IFRIC 23, Uncertainty over Income Tax Treatments

 

Further information on these modifications can be found in Note 3 of the consolidated interim financial statements for the three-month and six-month periods ended September 30, 2018.

 

DISCLOSURE CONTROLS AND PROCEDURES ("DC&P") AND INTERNAL CONTROL OVER FINANCIAL REPORTING ("ICFR")

 

In compliance with the Canadian Securities Administrators’ National Instrument 52-109, the Corporation has filed certificates signed by Mr. Jim Hamilton, in his capacity as Chief Executive Officer (‟CEO”) and Mr. Mario Paradis, in his capacity as Chief Financial Officer (‟CFO”) that, among other things, report on the design of DC&P and the design of ICFR.

 

There have been no changes in the Corporation’s ICFR during the three-month period ended September 30, 2018 that have materially affected, or are reasonably likely materially affecting its ICFR.

 

RISKS AND UNCERTAINTIES

 

Investing in securities of the Corporation involves a high degree of risk.
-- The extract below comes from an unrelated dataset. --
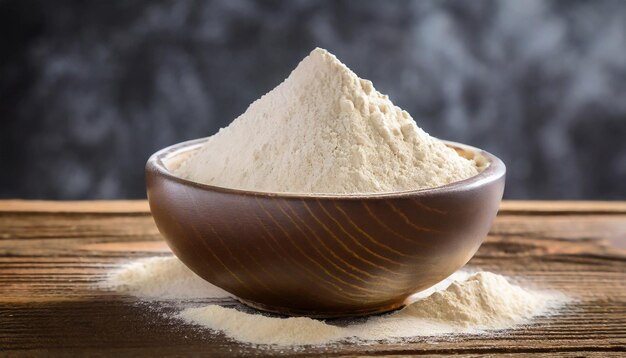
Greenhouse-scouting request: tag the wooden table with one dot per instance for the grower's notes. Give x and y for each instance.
(52, 255)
Prospective investors should carefully consider the risks and uncertainties described in our filings with securities regulators, including those described under the heading “Risk Factors” in our latest annual information form and Form 40-F, available on SEDAR at www.sedar.com and on EDGAR at www.sec.gov/edgar.shtml.

 

ADDITIONAL INFORMATION

 

Updated and additional Corporation information is available on SEDAR at www.sedar.com and on EDGAR at www.sec.gov/edgar.shtml.

 

As at November 13, 2018, the total number of common shares issued and outstanding is 79,904,343 and the Corporation’s common shares were being traded on the TSX and on NASDAQ Capital Market under the symbol ‟NEPT”. There are also 750,000 warrants, 9,710,034 options and 454,983 deferred share units outstanding. Each warrant, option and deferred share unit is exercisable into one common share to be issued from treasury of the Corporation.